Unless God is a sadistic monster (and as a Christian, I cannot believe so), then God would not will misery upon a significant portion of His creation. Straights are well aware that homosexuality is a created trait. Heck, when they're not on their guard, they even joke about how easy it sometimes is to "tell one." This stereotyping can, indeed, be overdone and is sometimes wrong, yet anyone who knows very many gay folks can tell you there is indeed a creational element to their being (which makes sense, as nobody but God is in the business of creating people).

I don't know what you mean by saying there's any "enigma" attached to it. I would say a "stigma" was more like it, and this is what I mean. As marriage has traditionally usually been seen as a matter of male ownership of women and children, in a heavily male-dominated society, it is not at all hard to see what the reason has been.

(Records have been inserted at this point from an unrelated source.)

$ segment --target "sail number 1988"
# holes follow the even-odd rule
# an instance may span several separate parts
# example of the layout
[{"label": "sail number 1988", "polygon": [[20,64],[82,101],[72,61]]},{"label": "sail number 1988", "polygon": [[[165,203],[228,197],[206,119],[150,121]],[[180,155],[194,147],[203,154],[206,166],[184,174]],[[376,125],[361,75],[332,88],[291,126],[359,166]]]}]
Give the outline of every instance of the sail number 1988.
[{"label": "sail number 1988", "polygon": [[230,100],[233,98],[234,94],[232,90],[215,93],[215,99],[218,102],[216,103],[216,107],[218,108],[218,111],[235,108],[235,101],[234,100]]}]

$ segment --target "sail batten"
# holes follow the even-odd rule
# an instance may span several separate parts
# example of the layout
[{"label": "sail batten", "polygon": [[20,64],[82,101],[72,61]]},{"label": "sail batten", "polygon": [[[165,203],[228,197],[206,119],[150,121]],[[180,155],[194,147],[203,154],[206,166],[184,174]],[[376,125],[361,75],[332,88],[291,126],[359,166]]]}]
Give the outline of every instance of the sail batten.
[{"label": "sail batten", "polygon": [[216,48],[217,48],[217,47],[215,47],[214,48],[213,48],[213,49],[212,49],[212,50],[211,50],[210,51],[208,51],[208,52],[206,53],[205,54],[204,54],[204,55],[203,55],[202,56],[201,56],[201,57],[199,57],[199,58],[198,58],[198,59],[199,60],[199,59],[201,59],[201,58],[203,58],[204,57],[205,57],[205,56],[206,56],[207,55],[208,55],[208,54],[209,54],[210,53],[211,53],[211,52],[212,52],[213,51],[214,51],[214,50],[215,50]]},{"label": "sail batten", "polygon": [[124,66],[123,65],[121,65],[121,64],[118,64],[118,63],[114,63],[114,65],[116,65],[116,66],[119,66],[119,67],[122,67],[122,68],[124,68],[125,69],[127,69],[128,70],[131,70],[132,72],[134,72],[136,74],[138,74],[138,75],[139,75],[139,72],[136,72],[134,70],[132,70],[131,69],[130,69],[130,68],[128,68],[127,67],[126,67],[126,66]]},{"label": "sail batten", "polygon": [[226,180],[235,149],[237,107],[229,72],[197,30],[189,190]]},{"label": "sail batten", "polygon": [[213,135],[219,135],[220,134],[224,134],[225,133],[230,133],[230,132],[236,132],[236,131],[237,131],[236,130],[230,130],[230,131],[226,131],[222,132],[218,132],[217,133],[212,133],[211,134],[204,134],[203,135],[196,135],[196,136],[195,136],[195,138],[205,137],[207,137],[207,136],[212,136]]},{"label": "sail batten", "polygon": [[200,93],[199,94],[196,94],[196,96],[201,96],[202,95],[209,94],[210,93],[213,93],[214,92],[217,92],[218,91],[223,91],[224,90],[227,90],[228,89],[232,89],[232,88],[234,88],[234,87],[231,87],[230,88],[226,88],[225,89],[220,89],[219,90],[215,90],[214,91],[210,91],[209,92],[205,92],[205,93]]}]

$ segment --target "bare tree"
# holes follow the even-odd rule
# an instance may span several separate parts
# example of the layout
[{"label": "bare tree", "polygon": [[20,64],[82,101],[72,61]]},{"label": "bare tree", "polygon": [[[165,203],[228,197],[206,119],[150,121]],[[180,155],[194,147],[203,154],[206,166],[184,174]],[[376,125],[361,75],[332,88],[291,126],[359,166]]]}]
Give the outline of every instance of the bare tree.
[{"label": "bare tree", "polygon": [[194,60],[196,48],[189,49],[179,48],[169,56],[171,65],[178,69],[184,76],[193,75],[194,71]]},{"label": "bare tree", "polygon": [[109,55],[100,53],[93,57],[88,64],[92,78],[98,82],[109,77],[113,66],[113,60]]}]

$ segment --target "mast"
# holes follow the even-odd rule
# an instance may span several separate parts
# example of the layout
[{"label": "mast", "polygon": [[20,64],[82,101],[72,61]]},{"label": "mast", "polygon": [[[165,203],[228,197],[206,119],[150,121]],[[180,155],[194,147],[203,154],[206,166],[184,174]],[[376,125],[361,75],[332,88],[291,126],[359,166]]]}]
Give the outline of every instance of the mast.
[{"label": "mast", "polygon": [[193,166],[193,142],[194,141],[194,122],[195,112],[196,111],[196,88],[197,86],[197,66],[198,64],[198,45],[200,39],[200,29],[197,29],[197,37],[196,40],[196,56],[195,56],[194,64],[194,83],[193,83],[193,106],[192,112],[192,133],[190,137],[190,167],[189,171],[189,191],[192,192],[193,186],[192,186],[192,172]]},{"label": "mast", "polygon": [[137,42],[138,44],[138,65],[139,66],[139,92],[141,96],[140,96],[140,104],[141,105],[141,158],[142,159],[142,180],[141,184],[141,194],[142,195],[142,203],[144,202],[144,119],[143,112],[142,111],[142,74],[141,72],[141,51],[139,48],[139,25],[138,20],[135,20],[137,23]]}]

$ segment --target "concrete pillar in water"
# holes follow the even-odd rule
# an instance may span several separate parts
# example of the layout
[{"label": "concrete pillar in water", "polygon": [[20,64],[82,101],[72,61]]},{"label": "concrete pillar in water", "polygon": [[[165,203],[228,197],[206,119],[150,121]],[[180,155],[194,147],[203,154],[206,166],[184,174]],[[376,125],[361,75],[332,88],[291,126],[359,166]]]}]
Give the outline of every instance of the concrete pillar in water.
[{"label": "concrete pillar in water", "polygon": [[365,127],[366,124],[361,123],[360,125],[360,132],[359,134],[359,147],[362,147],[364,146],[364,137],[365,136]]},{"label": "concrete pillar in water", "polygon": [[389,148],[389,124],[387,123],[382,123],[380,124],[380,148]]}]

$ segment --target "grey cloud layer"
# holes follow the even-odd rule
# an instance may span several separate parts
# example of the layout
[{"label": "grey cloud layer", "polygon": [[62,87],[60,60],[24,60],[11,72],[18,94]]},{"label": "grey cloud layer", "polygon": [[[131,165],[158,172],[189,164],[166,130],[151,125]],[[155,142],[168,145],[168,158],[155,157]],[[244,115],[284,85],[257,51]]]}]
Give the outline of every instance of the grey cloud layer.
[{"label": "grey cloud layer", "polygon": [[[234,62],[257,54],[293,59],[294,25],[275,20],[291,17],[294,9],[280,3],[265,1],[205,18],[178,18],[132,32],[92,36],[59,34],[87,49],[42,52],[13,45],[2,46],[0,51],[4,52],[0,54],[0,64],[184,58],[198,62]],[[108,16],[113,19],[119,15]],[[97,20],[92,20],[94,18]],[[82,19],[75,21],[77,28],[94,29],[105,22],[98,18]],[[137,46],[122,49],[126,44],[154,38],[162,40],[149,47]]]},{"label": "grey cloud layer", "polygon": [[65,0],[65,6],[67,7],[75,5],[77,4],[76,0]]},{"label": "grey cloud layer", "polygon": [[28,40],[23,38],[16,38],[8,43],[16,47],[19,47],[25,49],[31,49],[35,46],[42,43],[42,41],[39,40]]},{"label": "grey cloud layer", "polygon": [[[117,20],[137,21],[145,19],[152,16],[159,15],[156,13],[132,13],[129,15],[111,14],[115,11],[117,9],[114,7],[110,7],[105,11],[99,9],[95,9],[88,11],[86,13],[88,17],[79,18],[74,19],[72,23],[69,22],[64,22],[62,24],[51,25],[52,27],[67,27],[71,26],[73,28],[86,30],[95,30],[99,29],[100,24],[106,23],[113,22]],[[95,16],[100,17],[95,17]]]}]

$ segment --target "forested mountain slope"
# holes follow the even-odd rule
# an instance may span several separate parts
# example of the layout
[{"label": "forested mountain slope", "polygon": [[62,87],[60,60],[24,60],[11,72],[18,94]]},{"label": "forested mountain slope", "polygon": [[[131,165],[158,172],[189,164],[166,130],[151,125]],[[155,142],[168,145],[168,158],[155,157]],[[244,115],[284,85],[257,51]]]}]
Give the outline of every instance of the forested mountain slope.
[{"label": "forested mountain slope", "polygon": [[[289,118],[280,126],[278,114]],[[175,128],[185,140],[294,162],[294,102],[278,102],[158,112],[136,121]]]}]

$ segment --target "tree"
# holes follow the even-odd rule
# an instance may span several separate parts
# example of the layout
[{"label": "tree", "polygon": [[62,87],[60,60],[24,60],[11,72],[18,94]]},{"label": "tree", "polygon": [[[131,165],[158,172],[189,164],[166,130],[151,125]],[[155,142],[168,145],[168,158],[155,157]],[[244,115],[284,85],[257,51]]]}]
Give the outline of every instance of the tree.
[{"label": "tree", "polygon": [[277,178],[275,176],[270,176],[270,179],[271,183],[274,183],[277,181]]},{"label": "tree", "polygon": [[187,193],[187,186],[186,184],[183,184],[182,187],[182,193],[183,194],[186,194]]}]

Marriage for love, as I have often stated in this Blog, is the real reason for the decline of marriage and the family as stable institutions. I will consider you, or any heterosexual, credible in criticizing it when I see you leading the way to abolish marriage for love and bring back marriage by arrangement.

Many foes of gay rights automatically assume gay Christians can't know the Bible because it makes them feel better to think so. My general experience with anti-gay Christians is that very few of them have more than a passing and very parasitic knowledge of Scripture.

It is good to see that you, at least, acknowledge that you can't presume to know how well I do or do not know the Bible, and exhort me to be sure I know it.

I refuse to debate gay rights, anymore, with people who rig the argument by assuming they can condescend to me. (My rights and my humanity are debatable, but theirs are somehow not.) Anyone who wants to argue human rights, in general, with another person (particularly when they approach the discussion with the assumption that this other person's rights are more debatable than their own), needs to have the guts to put their own rights on the table for debate, as well.

That is what I try to do on this Blog. Several posts ago, a couple of people got themselves very righteously indignant because I dared -- gasp!!! -- DARED to suggest, in effect, that their rights (and their virtue) might fairly be subject to as much debate as mine.

There's a reason why humility has traditionally been considered a Christian virtue. From your comments here, you would seem to be one of the rare Christians left who understands this.